La ballata di Iza
Con il romanzo La ballata di Iza, scritto negli anni Sessanta, Magda Szabó, scrittrice insuperabile nel conferire alla quotidianità una dimensione quasi epica, costruisce una fascinosa geometria degli affetti che si dissolve in disperante solitudine. Iza, donna-medico premurosa, intelligente, attiva, anche professionalmente molto stimata, alla morte del padre Vince, decide di portare con sé a Pest la propria madre Etelka. In un abbraccio amorevole, ma soffocante, Iza prenderà ad organizzarle la vita fin nei più minuti dettagli, non accorgendosi che le sue ansiose attenzioni finiscono per scavare un baratro sotto i piedi dell'anziana madre. Donna di campagna, strappata per sempre al suo mondo, Etelka vive un drammatico spaesamento che la spingerà a rifugiarsi in un passato di ombre, e che sfocerà in un tragico raptus finale, in cui la Szabó dà il meglio di sé come scrittrice.

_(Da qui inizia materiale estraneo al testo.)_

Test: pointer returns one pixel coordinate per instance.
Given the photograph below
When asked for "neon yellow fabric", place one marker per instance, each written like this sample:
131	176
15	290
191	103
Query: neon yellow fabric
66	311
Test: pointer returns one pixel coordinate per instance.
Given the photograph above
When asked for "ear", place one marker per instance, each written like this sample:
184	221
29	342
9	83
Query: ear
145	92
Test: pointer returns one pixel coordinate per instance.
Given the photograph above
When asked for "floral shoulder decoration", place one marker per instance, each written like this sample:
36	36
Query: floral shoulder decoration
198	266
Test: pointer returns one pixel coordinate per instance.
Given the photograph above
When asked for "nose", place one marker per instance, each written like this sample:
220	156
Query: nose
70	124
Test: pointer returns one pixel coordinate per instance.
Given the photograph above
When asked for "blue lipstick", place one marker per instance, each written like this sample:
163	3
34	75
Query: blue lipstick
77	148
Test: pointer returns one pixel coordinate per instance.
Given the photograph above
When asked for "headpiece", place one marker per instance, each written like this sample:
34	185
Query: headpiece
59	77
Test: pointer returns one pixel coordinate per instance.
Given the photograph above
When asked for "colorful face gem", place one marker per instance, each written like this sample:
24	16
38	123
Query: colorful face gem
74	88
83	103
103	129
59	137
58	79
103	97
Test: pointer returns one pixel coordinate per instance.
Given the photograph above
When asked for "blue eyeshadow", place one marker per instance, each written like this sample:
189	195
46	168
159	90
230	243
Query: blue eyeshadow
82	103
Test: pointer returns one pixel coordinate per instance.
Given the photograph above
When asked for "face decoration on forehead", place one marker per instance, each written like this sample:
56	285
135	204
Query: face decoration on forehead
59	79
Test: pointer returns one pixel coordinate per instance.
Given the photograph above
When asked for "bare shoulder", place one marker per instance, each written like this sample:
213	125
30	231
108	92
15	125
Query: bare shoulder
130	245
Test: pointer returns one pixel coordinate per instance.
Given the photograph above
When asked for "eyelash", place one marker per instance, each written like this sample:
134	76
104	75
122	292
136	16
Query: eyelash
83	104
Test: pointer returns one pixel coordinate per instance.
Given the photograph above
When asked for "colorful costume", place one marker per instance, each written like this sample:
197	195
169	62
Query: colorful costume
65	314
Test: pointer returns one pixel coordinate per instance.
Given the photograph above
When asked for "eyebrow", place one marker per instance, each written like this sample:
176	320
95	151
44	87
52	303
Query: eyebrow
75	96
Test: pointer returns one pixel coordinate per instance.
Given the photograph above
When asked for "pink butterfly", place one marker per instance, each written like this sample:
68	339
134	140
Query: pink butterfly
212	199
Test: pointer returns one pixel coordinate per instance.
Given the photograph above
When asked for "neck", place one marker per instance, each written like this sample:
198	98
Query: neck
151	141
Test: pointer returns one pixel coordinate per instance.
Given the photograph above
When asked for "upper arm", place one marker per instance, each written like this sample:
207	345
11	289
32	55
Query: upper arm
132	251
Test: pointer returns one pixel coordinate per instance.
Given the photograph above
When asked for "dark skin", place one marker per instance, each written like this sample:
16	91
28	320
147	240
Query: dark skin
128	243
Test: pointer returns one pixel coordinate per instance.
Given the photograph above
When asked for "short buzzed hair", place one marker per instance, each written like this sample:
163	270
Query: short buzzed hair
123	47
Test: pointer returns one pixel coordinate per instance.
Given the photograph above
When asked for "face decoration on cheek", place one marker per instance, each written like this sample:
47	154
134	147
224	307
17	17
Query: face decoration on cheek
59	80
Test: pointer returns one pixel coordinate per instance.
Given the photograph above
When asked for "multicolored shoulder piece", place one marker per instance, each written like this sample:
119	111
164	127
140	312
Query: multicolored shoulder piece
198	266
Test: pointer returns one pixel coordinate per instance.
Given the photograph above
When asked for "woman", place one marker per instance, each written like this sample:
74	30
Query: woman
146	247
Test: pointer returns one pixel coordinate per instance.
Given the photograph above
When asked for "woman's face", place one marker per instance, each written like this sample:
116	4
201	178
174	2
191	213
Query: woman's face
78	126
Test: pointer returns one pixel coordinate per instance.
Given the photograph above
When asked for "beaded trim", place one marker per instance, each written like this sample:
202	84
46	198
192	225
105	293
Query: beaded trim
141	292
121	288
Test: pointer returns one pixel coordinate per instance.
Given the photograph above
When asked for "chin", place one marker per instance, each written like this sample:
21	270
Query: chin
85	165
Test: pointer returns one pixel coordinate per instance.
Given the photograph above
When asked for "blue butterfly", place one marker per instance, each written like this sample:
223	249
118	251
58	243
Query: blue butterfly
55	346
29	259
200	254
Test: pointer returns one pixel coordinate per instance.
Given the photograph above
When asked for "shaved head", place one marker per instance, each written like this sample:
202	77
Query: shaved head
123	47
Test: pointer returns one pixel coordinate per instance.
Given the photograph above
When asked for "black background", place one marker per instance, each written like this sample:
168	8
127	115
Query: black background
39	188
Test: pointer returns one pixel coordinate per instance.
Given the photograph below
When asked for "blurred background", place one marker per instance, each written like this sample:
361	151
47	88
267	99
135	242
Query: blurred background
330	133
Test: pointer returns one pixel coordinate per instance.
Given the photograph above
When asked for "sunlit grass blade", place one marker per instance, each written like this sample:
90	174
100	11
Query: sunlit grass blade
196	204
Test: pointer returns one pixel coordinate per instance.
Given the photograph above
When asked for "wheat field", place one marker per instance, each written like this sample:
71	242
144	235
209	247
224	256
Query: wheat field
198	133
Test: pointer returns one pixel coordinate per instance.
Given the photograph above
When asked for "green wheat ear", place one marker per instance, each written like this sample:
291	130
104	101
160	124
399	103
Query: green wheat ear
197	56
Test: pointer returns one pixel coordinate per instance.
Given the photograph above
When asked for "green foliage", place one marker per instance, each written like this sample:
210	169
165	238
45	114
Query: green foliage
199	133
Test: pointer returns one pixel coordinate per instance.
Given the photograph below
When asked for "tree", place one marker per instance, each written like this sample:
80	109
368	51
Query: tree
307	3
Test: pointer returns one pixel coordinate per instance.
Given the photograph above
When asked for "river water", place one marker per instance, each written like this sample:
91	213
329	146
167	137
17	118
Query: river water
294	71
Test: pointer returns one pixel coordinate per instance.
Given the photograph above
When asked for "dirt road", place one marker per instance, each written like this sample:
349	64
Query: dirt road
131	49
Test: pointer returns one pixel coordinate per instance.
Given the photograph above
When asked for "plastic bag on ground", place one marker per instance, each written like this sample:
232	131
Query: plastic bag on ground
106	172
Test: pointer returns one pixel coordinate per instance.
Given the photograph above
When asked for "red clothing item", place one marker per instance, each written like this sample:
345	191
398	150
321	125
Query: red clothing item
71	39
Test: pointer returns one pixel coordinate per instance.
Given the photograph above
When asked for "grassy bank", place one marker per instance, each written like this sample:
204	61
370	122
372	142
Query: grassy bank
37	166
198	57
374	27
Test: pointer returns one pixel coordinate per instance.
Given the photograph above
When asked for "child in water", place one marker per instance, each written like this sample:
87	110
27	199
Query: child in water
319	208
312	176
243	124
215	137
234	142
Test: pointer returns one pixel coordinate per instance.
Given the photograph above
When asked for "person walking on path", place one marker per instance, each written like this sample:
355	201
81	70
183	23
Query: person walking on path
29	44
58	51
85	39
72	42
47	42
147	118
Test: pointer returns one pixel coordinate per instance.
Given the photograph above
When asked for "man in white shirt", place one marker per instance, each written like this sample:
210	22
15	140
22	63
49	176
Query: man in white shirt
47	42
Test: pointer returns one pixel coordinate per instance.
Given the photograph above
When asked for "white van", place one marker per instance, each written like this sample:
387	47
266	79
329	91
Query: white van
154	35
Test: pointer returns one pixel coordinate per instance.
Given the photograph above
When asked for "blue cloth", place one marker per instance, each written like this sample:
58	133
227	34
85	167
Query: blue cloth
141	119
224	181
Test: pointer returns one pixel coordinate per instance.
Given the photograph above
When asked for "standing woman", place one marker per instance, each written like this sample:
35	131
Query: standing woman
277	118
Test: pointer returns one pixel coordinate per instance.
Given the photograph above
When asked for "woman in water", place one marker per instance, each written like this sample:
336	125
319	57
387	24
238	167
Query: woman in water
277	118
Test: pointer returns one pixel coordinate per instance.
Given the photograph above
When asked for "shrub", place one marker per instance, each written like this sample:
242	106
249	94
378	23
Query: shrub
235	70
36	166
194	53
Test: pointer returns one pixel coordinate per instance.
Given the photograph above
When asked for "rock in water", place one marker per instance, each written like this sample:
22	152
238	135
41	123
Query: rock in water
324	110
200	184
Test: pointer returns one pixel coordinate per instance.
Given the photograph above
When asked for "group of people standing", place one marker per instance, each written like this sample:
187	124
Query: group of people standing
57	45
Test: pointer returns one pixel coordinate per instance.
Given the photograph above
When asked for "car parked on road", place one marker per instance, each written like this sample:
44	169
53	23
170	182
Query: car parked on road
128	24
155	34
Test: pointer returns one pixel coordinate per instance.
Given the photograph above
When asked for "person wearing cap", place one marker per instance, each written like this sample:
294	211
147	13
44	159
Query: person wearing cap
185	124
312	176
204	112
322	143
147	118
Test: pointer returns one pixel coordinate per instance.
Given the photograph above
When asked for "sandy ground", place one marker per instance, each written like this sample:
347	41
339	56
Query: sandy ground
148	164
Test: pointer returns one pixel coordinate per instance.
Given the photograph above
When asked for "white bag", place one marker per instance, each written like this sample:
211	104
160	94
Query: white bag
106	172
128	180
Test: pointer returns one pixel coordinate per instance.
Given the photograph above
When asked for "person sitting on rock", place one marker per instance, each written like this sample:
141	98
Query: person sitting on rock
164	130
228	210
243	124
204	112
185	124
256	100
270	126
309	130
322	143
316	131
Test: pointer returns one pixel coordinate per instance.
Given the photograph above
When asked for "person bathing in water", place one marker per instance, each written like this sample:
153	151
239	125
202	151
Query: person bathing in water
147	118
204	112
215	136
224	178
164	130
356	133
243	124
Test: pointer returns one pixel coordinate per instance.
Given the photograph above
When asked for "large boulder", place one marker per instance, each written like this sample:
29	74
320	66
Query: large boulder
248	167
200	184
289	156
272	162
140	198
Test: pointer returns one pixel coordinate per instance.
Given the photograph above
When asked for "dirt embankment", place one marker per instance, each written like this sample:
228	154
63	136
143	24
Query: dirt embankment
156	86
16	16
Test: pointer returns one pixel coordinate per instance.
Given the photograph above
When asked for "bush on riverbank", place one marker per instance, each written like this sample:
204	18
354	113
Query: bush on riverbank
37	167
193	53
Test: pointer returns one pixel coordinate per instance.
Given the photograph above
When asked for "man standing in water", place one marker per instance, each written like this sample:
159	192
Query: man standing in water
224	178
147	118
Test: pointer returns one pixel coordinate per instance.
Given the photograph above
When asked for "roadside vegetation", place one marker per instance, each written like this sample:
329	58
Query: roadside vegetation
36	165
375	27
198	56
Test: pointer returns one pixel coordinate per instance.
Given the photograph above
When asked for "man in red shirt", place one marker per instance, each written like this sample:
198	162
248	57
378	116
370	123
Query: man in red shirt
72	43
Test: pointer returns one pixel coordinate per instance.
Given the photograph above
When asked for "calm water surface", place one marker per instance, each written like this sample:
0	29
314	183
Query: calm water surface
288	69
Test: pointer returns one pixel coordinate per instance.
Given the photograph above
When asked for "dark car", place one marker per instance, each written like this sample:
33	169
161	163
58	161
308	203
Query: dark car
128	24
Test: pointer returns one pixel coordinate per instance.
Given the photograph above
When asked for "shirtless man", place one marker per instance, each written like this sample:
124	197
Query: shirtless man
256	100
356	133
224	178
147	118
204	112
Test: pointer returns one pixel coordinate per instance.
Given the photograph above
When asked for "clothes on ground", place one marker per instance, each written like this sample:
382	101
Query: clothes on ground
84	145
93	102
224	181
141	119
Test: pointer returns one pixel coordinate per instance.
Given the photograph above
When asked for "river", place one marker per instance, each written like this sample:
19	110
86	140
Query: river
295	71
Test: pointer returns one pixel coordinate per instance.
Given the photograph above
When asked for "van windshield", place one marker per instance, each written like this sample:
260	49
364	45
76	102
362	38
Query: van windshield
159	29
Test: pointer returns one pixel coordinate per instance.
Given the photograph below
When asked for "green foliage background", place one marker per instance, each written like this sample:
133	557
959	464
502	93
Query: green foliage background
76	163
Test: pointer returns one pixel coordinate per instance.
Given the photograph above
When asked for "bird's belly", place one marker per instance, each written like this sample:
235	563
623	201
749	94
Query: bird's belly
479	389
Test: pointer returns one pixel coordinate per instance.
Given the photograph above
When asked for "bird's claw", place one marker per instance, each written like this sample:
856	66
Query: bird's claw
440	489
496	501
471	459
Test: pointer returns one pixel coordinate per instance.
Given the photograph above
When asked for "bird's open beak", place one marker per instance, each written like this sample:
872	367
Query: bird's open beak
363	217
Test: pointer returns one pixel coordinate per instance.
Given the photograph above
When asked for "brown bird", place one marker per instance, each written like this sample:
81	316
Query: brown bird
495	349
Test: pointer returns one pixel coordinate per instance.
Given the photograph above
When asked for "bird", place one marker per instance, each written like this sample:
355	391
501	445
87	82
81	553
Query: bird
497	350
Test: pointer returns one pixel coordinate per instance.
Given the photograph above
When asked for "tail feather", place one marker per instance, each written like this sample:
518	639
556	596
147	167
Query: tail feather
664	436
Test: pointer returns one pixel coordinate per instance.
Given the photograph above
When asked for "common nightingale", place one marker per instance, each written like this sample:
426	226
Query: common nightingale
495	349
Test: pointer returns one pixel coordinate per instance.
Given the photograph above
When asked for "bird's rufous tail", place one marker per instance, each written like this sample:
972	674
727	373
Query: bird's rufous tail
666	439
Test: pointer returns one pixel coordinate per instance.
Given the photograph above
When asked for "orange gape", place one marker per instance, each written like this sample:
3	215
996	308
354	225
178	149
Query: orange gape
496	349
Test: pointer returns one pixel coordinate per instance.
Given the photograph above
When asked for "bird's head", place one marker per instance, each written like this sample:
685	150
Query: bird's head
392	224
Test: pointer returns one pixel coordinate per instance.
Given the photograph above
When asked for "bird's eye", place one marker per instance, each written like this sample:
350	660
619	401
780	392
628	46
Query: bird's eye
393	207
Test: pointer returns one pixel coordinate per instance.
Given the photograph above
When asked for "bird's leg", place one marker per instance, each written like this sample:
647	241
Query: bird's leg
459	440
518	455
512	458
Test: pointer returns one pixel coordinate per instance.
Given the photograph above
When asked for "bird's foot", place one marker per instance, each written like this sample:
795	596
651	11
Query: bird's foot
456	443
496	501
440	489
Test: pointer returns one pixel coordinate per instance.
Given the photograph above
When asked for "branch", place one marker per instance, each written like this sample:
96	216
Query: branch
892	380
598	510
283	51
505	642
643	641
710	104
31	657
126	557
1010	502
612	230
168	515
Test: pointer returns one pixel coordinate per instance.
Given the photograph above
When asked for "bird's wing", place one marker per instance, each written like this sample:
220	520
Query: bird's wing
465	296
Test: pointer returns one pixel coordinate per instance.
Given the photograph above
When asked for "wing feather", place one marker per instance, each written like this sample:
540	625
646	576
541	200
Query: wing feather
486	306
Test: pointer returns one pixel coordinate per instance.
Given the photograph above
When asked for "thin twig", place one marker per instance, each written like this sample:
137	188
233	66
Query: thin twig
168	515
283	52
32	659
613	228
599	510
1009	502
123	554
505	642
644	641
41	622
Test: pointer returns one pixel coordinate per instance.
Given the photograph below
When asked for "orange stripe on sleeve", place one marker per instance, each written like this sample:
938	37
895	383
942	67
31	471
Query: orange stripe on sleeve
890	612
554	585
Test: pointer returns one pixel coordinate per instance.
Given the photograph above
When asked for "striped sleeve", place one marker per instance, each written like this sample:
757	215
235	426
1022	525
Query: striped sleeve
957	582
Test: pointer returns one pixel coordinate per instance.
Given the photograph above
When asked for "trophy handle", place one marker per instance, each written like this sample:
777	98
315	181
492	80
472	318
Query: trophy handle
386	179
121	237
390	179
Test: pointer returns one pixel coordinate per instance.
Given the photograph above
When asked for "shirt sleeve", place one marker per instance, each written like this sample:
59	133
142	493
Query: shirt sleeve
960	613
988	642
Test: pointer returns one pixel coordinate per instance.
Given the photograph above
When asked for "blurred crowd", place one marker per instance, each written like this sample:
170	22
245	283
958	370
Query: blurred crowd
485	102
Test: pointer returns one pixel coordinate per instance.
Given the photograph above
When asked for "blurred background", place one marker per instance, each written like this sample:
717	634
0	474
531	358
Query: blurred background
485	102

Ma il romanzo non è solo il racconto di un mancato dialogo fra madre e figlia, di un profondo bisogno di autenticità e di partecipazione che paradossalmente proprio l'amore filiale, troppo razionale ed efficiente, preclude, ma un testo corale, intessuto di molte voci, di prospettive individuali e storiche verità, di cui resta, indelebile, la sensazione di una profonda disarmonia, di un assetto del mondo traballante come le varie fasi della storia ungherese, di un vuoto immenso, in cui, alla fine, Iza si rispecchia, sola, senza nessuno che possa ascoltare la sua voce dispersa nel vento.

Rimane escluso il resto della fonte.